Menteri Keuangan Sri Mulyani menegaskan hingga kini Kementerian Keuangan belum merencanakan Rancangan Anggaran Pendapatan dan Belanja Negara Perubahan (RAPBNP) 2018. Kementerian Keuangan menduga Kepala Seksi Pengembangan Pendanaan Kawasan Perumahan dan Pemukiman Ditjen Perimbangan Kementerian Keuangan Yaya Purnomo yang kini menjadi tahanan KPK, melakukan penipuan sebagai makelar atau calo dalam pembahasan anggaran.
Yaya bersama Anggota Komisi XI DPR RI Amin Santono, dan dua orang pihak swasta yakni Eka Kamaluddin dan Ahmad Ghiast terjerat operasi tangkap tangan (OTT) KPK terkait pembahasan Dana Perimbangan Keuangan Daerah pada RAPBN-P 2018.
"Dia memiliki kedekatan, kewenangan untuk mempengaruhi dan kemudian menggunakannya untuk mendapatkan keuntungan pribadi dari pemerintah-pemerintah daerah yang menganggap mereka bisa mendapatkan alokasi anggaran melalui cara-cara seperi itu," kata Sri Mulyani di kantor Kemenkeu, Senin (7/5).
(Baca juga: Kemenkeu Dukung KPK Ungkap Kasus Makelar APBN-P 2018)
Dirjen Pengembangan Keuangan Budiarso Teguh Widodo mengatakan tugas Yaya sebagai kepala seksi menyiapkan bahan perumusan kebijakan koordinasi standarisasi dan bimbingan teknis juga pemantauan dan evaluasi pengembangan pendanaan kawasan perumahan dan permukiman.
Budiarso mengatakan, dari pekerjaannya, Yaya tak memiliki kebijakan mempengaruhi keputusan anggaran pemerintah.
"Yang bersangkutan sebetulnya tidak memegang proyek apapun di lingkungan direktorat, tidak punya kewenangan apapun untuk mengalokasikan anggaran atau menetapkan usulan proyek di daerah mana pun," kata Budiarso.
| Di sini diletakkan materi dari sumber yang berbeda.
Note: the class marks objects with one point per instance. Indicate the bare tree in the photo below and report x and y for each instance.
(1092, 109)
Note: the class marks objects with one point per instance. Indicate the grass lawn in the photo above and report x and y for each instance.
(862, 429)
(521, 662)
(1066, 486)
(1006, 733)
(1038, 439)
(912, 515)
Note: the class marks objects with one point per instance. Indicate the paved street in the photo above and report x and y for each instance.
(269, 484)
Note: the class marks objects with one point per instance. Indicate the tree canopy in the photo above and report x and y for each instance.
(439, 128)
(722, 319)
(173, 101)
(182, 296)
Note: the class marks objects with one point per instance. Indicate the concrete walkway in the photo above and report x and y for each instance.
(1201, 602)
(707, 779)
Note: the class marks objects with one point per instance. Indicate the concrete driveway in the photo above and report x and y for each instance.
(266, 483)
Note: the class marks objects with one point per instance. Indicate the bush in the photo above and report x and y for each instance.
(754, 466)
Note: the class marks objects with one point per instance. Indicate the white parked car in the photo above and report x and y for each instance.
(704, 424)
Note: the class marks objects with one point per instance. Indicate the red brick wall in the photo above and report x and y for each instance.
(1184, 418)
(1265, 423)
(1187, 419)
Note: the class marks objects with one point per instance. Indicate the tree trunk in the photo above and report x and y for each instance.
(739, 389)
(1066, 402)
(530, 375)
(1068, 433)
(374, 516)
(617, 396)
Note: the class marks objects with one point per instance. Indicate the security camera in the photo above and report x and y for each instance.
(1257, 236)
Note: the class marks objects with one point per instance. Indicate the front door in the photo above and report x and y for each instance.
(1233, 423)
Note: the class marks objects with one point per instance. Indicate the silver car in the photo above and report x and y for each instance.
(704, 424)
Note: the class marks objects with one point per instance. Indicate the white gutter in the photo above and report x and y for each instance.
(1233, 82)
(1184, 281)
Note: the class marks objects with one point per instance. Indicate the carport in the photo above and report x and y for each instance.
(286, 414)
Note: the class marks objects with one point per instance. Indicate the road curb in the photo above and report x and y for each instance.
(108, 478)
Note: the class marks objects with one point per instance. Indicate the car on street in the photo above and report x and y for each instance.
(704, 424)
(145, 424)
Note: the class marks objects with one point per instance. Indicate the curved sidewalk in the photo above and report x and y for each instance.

Budiarso menduga Yaya menipu dengan mengklaim memiliki akses menentukan anggaran proyek pemerintah daerah. "Sebetulnya ini adalah bentuk lain penipuan, sebetulnya. Dia tidak punya kaitan apa pun dengan tugas alokasi atau proyek-proyek tertentu," kata dia.
Sri Mulyani mengatakan sejak 10 tahun lalu berupaya memperbaiki prosedur anggaran, namun masih terdapat kasus makelar dalam APBN-P. "Ini telah membunyikan alarm yang sangat keras," kata Sri.
Kementerian keuangan, kata Sri, telah memperbaiki prosedur anggaran seperti menggunakan teknologi informasi. Sehingga interaksi dan pertemuan antara kementerian lembaga, pemerintah daerah, atau instansi lain dalam pengurusan anggaran tidak perlu dilakukan perseorangan.
"Namun ternyata masih ada oknum di Kemenkeu yang melihat adanya suatu kesempatan untuk menjadi makelar anggaran. Kami akan evaluasi dari sisi tata kelola, bisnis proses, dan tingkah laku pegawai di Kemenkeu," kata dia.
(Baca juga: Zumi Zola Jadi Tahanan KPK Kasus Dugaan Gratifikasi Rp 6 Miliar)
KPK telah menahan empat tersangka atas dugaan perkara penerimaan hadiah atau janji terkait usulan Dana Perimbangan Keuangan Daerah dalam RAPBN-P 2018.
KPK mengamankan uang sebesar Rp 500 juta. Uang tersebut diduga sebagai bagian dari 7% commitment fee dari dua proyek di Pemerintah Kabupaten (Pemkab) Sumedang dengan total sekitar Rp 25 miliar.
Salah satu proyek itu berasal dari Dinas Perumahan, Kawasan Permukiman dan Pertanahan di Kabupaten Sumedang senilai Rp 4 miliar. Proyek lainnya berasal dari Dinas PUPR Kabupaten Sumedang senilai Rp 21,850 miliar.
"Diduga commitment fee sekitar Rp 1,7 miliar," kata Wakil Ketua KPK Saut Situmorang di kantornya, Sabtu (6/5).